Confira alguns dos principais lançamentos da semana para atualizar a sua playlist de discos favoritos. Entre eles estão os novos trabalhos de: Genesis Owusu, Lady Gaga, Rostam, Porches, Dua Saleh, New Constellations e Active Child.
• Genesis Owusu – REDSTAR WU & THE WORLDWIDE SCOURGE
(OURNESS)
Em REDSTAR WU & THE WORLDWIDE SCOURGE, o cantor e rapper ganiano-australiano Genesis Owusu apresenta um trabalho intenso e profundamente conectado ao cenário atual, transformando emoções humanas cruas em composições que refletem um mundo instável e dividido. O álbum, sucessor de STRUGGLER, mistura contrastes de forma constante, alternando entre momentos sombrios e explosivos, vulneráveis e libertadores, enquanto o artista explora tanto conflitos globais quanto reflexões pessoais sobre pertencimento e identidade. Desenvolvido ao lado do produtor executivo Dann Hume a partir de sessões livres e experimentais, o disco combina neo soul, alt-pop, synth-punk, funk e brit rock em uma sonoridade diversa e coesa.

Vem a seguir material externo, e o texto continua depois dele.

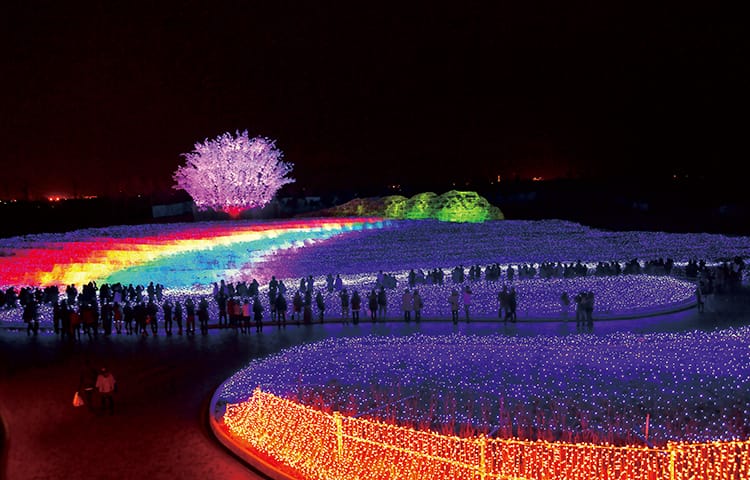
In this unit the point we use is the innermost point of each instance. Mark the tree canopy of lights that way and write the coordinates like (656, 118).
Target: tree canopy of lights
(233, 173)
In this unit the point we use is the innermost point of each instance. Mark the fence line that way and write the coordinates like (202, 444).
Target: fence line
(323, 445)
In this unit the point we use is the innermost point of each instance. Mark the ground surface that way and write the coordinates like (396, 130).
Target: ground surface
(158, 429)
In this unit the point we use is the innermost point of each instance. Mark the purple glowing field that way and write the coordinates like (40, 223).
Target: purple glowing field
(358, 252)
(688, 386)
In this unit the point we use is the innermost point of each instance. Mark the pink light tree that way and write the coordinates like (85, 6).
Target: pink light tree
(233, 173)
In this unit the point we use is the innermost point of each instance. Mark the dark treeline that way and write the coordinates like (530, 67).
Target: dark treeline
(671, 205)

Owusu explica que começou a escrever o álbum observando os acontecimentos do mundo e inspirado pela ideia de Nina Simone de que o papel do artista é refletir o seu tempo. “PIRATE RADIO” combina uma produção eletrônica pulsante com a energia crua do punk e a intensidade vocal característica de Owusu, que expressa sua indignação diante do cenário mundial atual. “STAMPEDE” com sua sonoridade synth-punk urgente de sintetizadores estridentes, baixo marcante e percussão implacável, é um manifesto de revolta coletiva contra a injustiça e o poder corrupto, defendendo união, ação e luta em favor da empatia e dos oprimidos. “DEATH CULT ZOMBIE” combina indie rock e punk em uma sonoridade intensa, usando guitarras marcantes, batidas envolventes e letras irônicas para refletir sobre debates globais e a alienação da sociedade. “BIG DOG” surge com uma energia eletropop e rap vibrante, trazendo críticas às estruturas de poder e, ao mesmo tempo, celebrando a liberdade e a alegria de viver. Já “THE WORLDWIDE SCOURGE” assume um tom mais sombrio e político, enquanto “BLESSED ARE THE MEEK” aposta em uma atmosfera neo soul delicada e desafiadora. “MOST NORMAL AMERICAN VOTER:” mergulha em um rock caótico e sarcástico, ao passo que “HELLSTAR”, com Duckwrth, leva o álbum para um lado mais íntimo em uma espécie de canção romântica pós-apocalíptica. Em “FALLING BOTH WAYS”, ao lado de Ladyhawke, o artista explora uma psicodelia melancólica, enquanto “SITUATIONS” reforça mensagens de unidade apesar das diferenças. O disco também abre espaço para momentos mais suaves e nostálgicos em “4LIFE”, reflexões sobre resistência emocional em “RUNNIN OUTTA TIME” e um olhar melancólico sobre as mudanças do mundo em “ONE4ALL”.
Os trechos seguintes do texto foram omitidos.